Seems superior to the EF mount version.


----------



## AlanF (Dec 16, 2018)

Optical Limits is one of the most trustworthy and least biased and pushy of all the sites. I like the throwaway line at the end about the IS: _Whether you can really achieve the claimed efficiency of 5 f-stops may depend on your personal saturation with coffee but we didn't reach that in real life. However, it's very good nonetheless. _


----------



## Mt Spokane Photography (Dec 16, 2018)

Good review, as always. The CA's are clearly visible, that reminds me of my 85mm f/1.8, but its a low cost lens.

The center resolution is excellent at all focal lengths and apertures, I tend to crop my images in any event.

I've been planning to get this lens, I held off originally because I wanted to make sure that I would use my R, and I had lenses for it.

My SL2 is packed f0r mailing tomorrow to my grand daughter for Christmas. She is a pretty good photographer, one with a natural skill. I envy her photos taken with her phone and P&S.

I'll sell my last EF-s lens as well.


----------



## Jethro (Dec 16, 2018)

Interesting comments in the review about Canon not joining the trend in MILCs to introduce automatic image corrections in-camera. He seemed to prefer that, because it means he gets to test actual results from the lens rather than semi-corrected versions (which will always look better on the graphs). It looks like a very good lens, although I can't justify moving from my EF 24-70 f4 IS - at least partly because it is a decent macro lens as well.


----------



## jd7 (Dec 17, 2018)

Interesting that Optical Limits says the RF 24-105 is a step up from the EF version, but TDP rated it only about the same. From photos I’ve seen online I could believe it’s better than the EF versions, although Canon’s MTF charts suggest there really isn’t (shouldn’t be?) much difference. 

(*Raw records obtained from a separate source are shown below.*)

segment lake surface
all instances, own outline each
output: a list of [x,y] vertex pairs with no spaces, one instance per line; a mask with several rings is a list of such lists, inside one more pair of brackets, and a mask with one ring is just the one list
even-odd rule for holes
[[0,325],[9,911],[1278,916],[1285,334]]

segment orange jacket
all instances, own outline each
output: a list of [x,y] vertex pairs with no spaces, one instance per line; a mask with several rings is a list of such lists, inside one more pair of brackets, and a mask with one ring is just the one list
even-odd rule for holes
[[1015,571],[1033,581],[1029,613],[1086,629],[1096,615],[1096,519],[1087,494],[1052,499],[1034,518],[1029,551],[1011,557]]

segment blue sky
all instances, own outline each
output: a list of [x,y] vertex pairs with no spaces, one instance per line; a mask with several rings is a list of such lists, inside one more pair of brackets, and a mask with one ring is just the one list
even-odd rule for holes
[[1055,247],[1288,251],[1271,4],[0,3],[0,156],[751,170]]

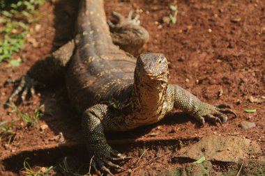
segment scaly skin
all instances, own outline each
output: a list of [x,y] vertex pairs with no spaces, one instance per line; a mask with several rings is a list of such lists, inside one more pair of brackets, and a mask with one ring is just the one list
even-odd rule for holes
[[[114,45],[112,40],[135,54],[148,40],[148,33],[138,25],[138,17],[130,19],[130,15],[126,19],[119,14],[114,15],[120,22],[116,26],[109,22],[110,33],[103,1],[82,0],[74,41],[37,62],[10,97],[12,100],[17,93],[31,88],[29,85],[33,80],[46,82],[52,75],[63,74],[67,70],[69,97],[77,109],[84,112],[82,126],[88,152],[94,156],[92,165],[96,170],[110,175],[108,168],[122,168],[112,161],[127,157],[107,143],[105,131],[126,131],[155,123],[174,107],[187,112],[202,124],[205,119],[223,123],[227,120],[226,113],[236,115],[231,110],[222,109],[229,108],[227,105],[202,102],[179,86],[168,84],[164,55],[142,54],[135,63],[135,58]],[[122,31],[133,32],[130,35]],[[40,76],[38,68],[42,65],[45,65],[42,70],[46,73],[50,65],[52,75]]]

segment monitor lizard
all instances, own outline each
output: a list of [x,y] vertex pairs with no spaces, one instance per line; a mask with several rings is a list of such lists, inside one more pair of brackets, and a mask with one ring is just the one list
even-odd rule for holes
[[129,54],[139,51],[149,34],[139,26],[139,16],[114,15],[119,22],[108,26],[103,0],[81,0],[75,39],[38,61],[25,76],[8,81],[19,84],[8,102],[17,95],[24,101],[28,92],[33,94],[37,82],[48,83],[65,75],[69,98],[83,113],[82,127],[88,152],[93,156],[92,166],[110,175],[109,168],[123,169],[114,161],[129,157],[107,144],[106,131],[155,123],[173,108],[201,124],[205,120],[222,124],[227,113],[236,116],[224,109],[228,105],[203,102],[179,86],[169,84],[163,54],[144,53],[137,59]]

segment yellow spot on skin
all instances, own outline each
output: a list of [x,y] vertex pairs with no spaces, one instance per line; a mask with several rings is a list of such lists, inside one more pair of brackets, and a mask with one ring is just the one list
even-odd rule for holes
[[84,31],[83,32],[83,35],[84,36],[86,36],[86,35],[87,35],[89,33],[86,32],[86,31]]

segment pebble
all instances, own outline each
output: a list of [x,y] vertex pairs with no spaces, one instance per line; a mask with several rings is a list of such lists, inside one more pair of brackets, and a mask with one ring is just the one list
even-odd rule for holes
[[46,124],[44,124],[40,126],[40,129],[42,131],[44,131],[45,129],[47,129],[49,127]]
[[170,18],[169,17],[165,16],[163,17],[162,21],[163,22],[163,23],[169,24],[170,23]]
[[239,124],[239,127],[241,127],[243,129],[249,129],[249,128],[254,128],[256,127],[256,124],[255,122],[250,122],[247,121],[242,121]]

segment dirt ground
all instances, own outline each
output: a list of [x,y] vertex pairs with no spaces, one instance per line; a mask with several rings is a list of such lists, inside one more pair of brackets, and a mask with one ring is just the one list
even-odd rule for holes
[[[165,18],[171,13],[169,6],[174,1],[105,1],[108,19],[113,19],[112,10],[124,15],[131,9],[140,13],[141,24],[150,34],[143,51],[166,56],[170,83],[180,85],[206,102],[230,104],[238,116],[231,117],[222,126],[206,123],[200,127],[196,120],[175,110],[157,124],[122,135],[107,134],[112,146],[132,157],[124,163],[126,171],[116,170],[116,175],[153,175],[180,166],[172,161],[176,148],[211,134],[257,141],[262,152],[251,158],[265,157],[264,1],[179,0],[174,24],[168,24]],[[0,122],[17,119],[10,113],[10,109],[2,106],[13,90],[12,85],[5,87],[3,82],[24,74],[36,60],[73,38],[77,5],[74,0],[54,0],[40,6],[43,17],[31,26],[27,42],[17,54],[22,64],[13,67],[7,63],[0,63]],[[64,87],[63,81],[47,86],[19,106],[22,112],[32,115],[40,104],[45,104],[40,123],[47,127],[43,130],[26,128],[18,120],[12,128],[15,135],[0,139],[0,157],[5,158],[0,170],[6,171],[6,175],[19,174],[26,157],[36,168],[57,166],[58,175],[63,175],[60,173],[63,173],[65,157],[75,172],[84,163],[86,164],[82,169],[89,168],[82,142],[80,115],[71,107]],[[248,113],[245,109],[257,111]],[[253,122],[256,127],[241,129],[238,124],[243,120]],[[216,166],[214,169],[226,168]],[[23,175],[21,171],[20,174]]]

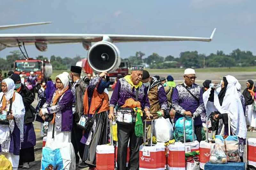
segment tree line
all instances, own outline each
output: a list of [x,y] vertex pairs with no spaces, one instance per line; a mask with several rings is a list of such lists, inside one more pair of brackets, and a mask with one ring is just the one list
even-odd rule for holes
[[145,57],[141,51],[126,58],[132,65],[142,65],[151,68],[167,69],[170,68],[204,68],[223,67],[253,66],[256,65],[256,56],[250,51],[241,51],[237,49],[229,54],[223,51],[208,55],[200,54],[197,51],[181,52],[179,57],[168,55],[165,57],[157,53]]
[[[197,51],[181,52],[179,57],[168,55],[164,57],[157,53],[153,53],[148,57],[141,51],[137,51],[134,56],[125,58],[129,60],[131,65],[144,65],[151,68],[167,69],[172,68],[204,68],[204,67],[223,67],[253,66],[256,65],[256,56],[250,51],[241,51],[237,49],[229,54],[225,54],[221,50],[216,53],[206,55],[198,53]],[[48,58],[39,55],[35,59],[44,60],[50,59],[53,70],[67,70],[71,65],[83,58],[76,56],[73,58],[52,55]],[[19,50],[10,52],[6,59],[0,58],[0,68],[3,70],[12,70],[12,64],[15,60],[24,59],[24,57]]]

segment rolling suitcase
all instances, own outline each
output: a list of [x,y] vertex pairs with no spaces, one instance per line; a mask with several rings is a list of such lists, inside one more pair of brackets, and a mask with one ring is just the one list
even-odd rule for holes
[[[153,129],[153,118],[151,120],[151,125]],[[165,147],[164,145],[153,145],[152,142],[152,131],[151,131],[151,139],[149,146],[146,145],[146,123],[144,133],[144,143],[140,147],[140,170],[157,169],[164,170],[165,165]]]
[[[110,126],[112,126],[112,121],[110,121]],[[108,126],[108,123],[107,124]],[[110,129],[111,129],[111,128]],[[115,148],[113,145],[112,131],[110,131],[111,145],[98,145],[96,148],[96,169],[97,170],[114,170],[115,169]]]
[[[204,169],[204,165],[208,161],[211,156],[211,149],[214,147],[215,144],[210,143],[209,142],[208,137],[208,125],[207,123],[208,120],[208,117],[206,118],[206,141],[201,141],[200,142],[200,148],[199,149],[200,152],[200,168]],[[211,133],[211,139],[212,138],[212,132]]]
[[[168,145],[167,153],[168,170],[186,169],[187,164],[186,160],[185,153],[199,151],[199,143],[197,141],[195,141],[194,137],[195,129],[194,119],[192,119],[192,142],[188,143],[186,142],[186,117],[184,117],[184,119],[183,134],[185,143],[182,143],[180,142],[175,142],[174,144],[171,144]],[[188,163],[191,163],[188,162]]]
[[247,166],[256,169],[256,138],[249,138],[247,141]]

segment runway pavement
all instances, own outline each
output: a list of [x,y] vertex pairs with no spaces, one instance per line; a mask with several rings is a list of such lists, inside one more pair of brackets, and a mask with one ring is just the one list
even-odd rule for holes
[[[166,77],[169,75],[171,74],[174,78],[174,80],[177,83],[180,83],[183,81],[183,74],[180,73],[150,73],[151,75],[159,75],[160,76]],[[231,72],[231,73],[197,73],[197,78],[196,80],[196,82],[199,85],[202,85],[203,82],[205,80],[211,80],[217,82],[220,82],[222,77],[225,75],[231,75],[235,76],[239,81],[242,85],[242,90],[245,88],[245,84],[248,80],[252,79],[254,81],[256,78],[256,73],[254,72]],[[109,89],[109,95],[111,96],[112,91]],[[37,101],[36,99],[33,103],[32,105],[35,107],[37,103]],[[41,161],[42,155],[42,146],[43,145],[43,138],[40,135],[40,123],[37,122],[34,122],[34,126],[36,132],[36,143],[35,146],[35,162],[30,163],[30,170],[39,170],[41,168]],[[256,133],[253,133],[248,132],[247,135],[247,138],[255,137]],[[246,151],[247,148],[245,149],[244,160],[246,161]],[[80,160],[81,161],[81,160]],[[19,168],[19,169],[23,169],[22,168]],[[85,170],[88,169],[88,168],[79,168],[77,167],[76,170],[81,169]]]

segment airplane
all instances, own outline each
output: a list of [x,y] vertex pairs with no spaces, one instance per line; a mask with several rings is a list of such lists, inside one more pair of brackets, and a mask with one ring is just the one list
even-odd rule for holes
[[[0,26],[0,31],[4,29],[51,23],[45,22]],[[0,51],[7,48],[19,47],[22,44],[34,45],[41,51],[47,50],[48,44],[82,43],[89,50],[87,60],[95,73],[115,70],[121,61],[120,51],[113,43],[129,42],[171,41],[198,41],[210,42],[216,28],[209,38],[200,37],[67,34],[0,34]]]

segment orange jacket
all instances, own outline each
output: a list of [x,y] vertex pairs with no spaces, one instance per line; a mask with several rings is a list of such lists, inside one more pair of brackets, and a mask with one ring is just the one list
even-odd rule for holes
[[109,110],[108,94],[104,92],[102,94],[100,94],[98,93],[97,89],[96,89],[94,90],[92,97],[90,110],[89,111],[89,101],[87,90],[86,89],[84,96],[84,113],[85,114],[87,115],[88,113],[94,114],[99,108],[100,108],[100,109],[97,113]]

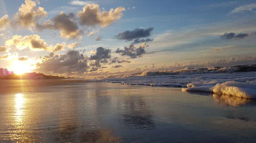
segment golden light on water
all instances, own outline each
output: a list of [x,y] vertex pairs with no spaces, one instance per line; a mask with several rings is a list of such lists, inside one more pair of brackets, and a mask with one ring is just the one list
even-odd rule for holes
[[18,124],[22,121],[25,99],[23,94],[16,94],[15,97],[15,118]]

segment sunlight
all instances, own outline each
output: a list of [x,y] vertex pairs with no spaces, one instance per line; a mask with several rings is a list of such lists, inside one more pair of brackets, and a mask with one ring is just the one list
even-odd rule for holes
[[23,115],[24,104],[25,102],[25,99],[23,98],[23,94],[16,94],[15,96],[16,108],[16,119],[17,123],[19,123],[22,120],[22,116]]
[[20,61],[13,60],[10,69],[17,74],[22,74],[25,73],[31,72],[34,69],[34,66],[30,61]]

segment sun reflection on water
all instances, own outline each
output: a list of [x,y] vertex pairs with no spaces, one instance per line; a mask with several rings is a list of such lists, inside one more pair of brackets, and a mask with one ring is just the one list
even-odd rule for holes
[[23,120],[25,99],[24,98],[24,95],[23,94],[16,94],[15,97],[15,118],[16,120],[17,124],[19,124]]

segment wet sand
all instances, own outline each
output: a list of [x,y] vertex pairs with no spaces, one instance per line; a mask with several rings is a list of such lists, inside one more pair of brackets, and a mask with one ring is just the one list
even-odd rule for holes
[[256,140],[254,100],[78,80],[0,85],[0,142]]

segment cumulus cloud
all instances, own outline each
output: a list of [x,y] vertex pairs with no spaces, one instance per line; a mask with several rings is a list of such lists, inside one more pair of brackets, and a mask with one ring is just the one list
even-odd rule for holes
[[85,6],[93,3],[93,1],[71,1],[69,3],[70,5],[74,6]]
[[220,37],[223,39],[235,39],[237,40],[243,39],[246,37],[249,36],[250,34],[248,33],[239,33],[236,34],[234,33],[225,33],[224,35],[222,35]]
[[[151,36],[151,32],[154,27],[149,27],[146,29],[143,28],[137,28],[132,31],[126,31],[118,33],[115,37],[119,40],[124,40],[127,41],[133,40],[135,39],[145,38]],[[137,40],[139,40],[137,39]]]
[[73,43],[71,43],[71,44],[68,45],[68,47],[69,48],[74,49],[74,48],[77,47],[78,46],[81,45],[81,42],[74,42]]
[[113,66],[112,67],[113,68],[118,68],[122,67],[122,65],[115,65]]
[[0,46],[0,52],[8,52],[9,49],[6,46]]
[[140,39],[139,38],[136,39],[134,40],[134,41],[133,42],[132,44],[136,44],[137,43],[144,43],[144,42],[152,42],[153,41],[153,39],[150,39],[150,38],[147,38],[147,39]]
[[101,40],[101,38],[102,38],[102,37],[101,36],[98,36],[96,37],[95,41],[99,41]]
[[118,63],[131,63],[131,61],[124,60],[118,60],[117,62]]
[[77,15],[81,25],[99,25],[101,27],[105,27],[120,19],[123,15],[122,12],[125,10],[124,8],[120,7],[115,10],[111,9],[109,12],[101,12],[98,4],[87,4],[83,7],[82,11],[79,11]]
[[0,30],[5,29],[9,25],[9,23],[10,19],[9,19],[8,16],[7,15],[4,15],[0,18]]
[[90,32],[89,33],[87,34],[87,36],[89,37],[91,37],[91,36],[93,36],[93,35],[94,35],[96,33],[98,33],[99,32],[99,31],[93,31]]
[[256,3],[246,5],[236,8],[229,12],[229,14],[243,12],[245,11],[252,11],[252,9],[256,8]]
[[63,50],[65,49],[66,43],[58,43],[54,46],[52,51],[54,52],[59,52],[61,50]]
[[97,48],[96,53],[91,55],[90,59],[97,60],[110,59],[111,57],[111,50],[110,49],[99,47]]
[[[51,53],[50,53],[51,54]],[[81,74],[87,72],[87,60],[78,51],[69,50],[63,54],[53,54],[41,58],[36,71],[50,74]]]
[[146,43],[143,43],[138,48],[135,47],[134,45],[130,45],[129,47],[124,47],[123,49],[117,48],[116,53],[119,53],[121,55],[129,56],[131,58],[136,58],[146,53],[145,48],[147,46]]
[[52,29],[59,30],[60,36],[66,38],[81,39],[83,32],[79,29],[75,20],[75,15],[71,13],[68,15],[62,12],[52,19],[47,21],[43,24],[37,24],[40,30]]
[[15,25],[29,27],[36,25],[38,21],[47,16],[47,12],[42,7],[37,8],[36,2],[25,0],[15,15]]
[[0,56],[1,60],[10,60],[15,59],[18,57],[18,53],[16,52],[13,53],[12,54],[8,52],[7,54],[4,54],[2,56]]
[[48,45],[45,40],[38,35],[22,36],[14,35],[12,38],[5,42],[6,46],[15,47],[19,50],[29,48],[33,51],[46,50],[58,52],[63,49],[65,44],[57,44],[55,46]]
[[20,56],[18,58],[18,60],[20,61],[27,61],[29,59],[28,56]]

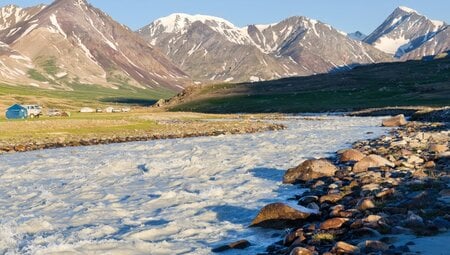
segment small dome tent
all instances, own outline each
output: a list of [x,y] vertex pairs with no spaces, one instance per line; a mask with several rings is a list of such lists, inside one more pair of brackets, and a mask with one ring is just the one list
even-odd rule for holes
[[6,109],[7,119],[26,119],[28,117],[28,111],[25,107],[15,104]]

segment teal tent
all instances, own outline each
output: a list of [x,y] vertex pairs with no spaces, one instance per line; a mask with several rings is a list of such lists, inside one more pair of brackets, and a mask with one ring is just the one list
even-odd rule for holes
[[25,119],[27,116],[27,109],[20,104],[15,104],[6,110],[7,119]]

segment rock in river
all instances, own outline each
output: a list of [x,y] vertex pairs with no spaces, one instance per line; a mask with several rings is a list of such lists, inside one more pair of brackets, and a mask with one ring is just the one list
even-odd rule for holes
[[408,122],[405,115],[400,114],[395,117],[383,120],[383,127],[400,127],[406,125]]
[[362,152],[355,150],[355,149],[349,149],[349,150],[345,150],[341,153],[340,161],[344,162],[344,163],[351,162],[351,161],[358,162],[361,159],[363,159],[364,157],[365,157],[365,155]]
[[309,213],[299,211],[283,203],[266,205],[253,220],[252,227],[286,228],[310,216]]
[[353,167],[353,172],[361,173],[367,171],[369,168],[383,167],[383,166],[394,167],[395,164],[383,157],[372,154],[356,163],[355,166]]
[[306,160],[299,166],[289,169],[283,177],[283,183],[292,184],[297,181],[334,176],[337,170],[336,166],[326,159]]

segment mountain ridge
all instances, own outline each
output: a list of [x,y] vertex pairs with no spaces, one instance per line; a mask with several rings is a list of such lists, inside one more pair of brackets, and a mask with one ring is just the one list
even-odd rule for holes
[[33,67],[20,81],[28,85],[179,91],[189,83],[161,52],[84,0],[57,0],[0,31],[0,41],[31,59]]
[[200,81],[262,81],[391,60],[372,46],[304,16],[237,27],[218,17],[176,13],[137,33]]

Would be interesting to see a Lens Rental review of the RF version. Hopefully that will happen one of these days.


----------



## AlanF (Dec 17, 2018)

Problem with nearly all of these sites that despite their good intentions or otherwise they generally look at just one copy of each lens. The exception of lensrentals points out that copy variation within a make can be greater than the difference between different makes.


----------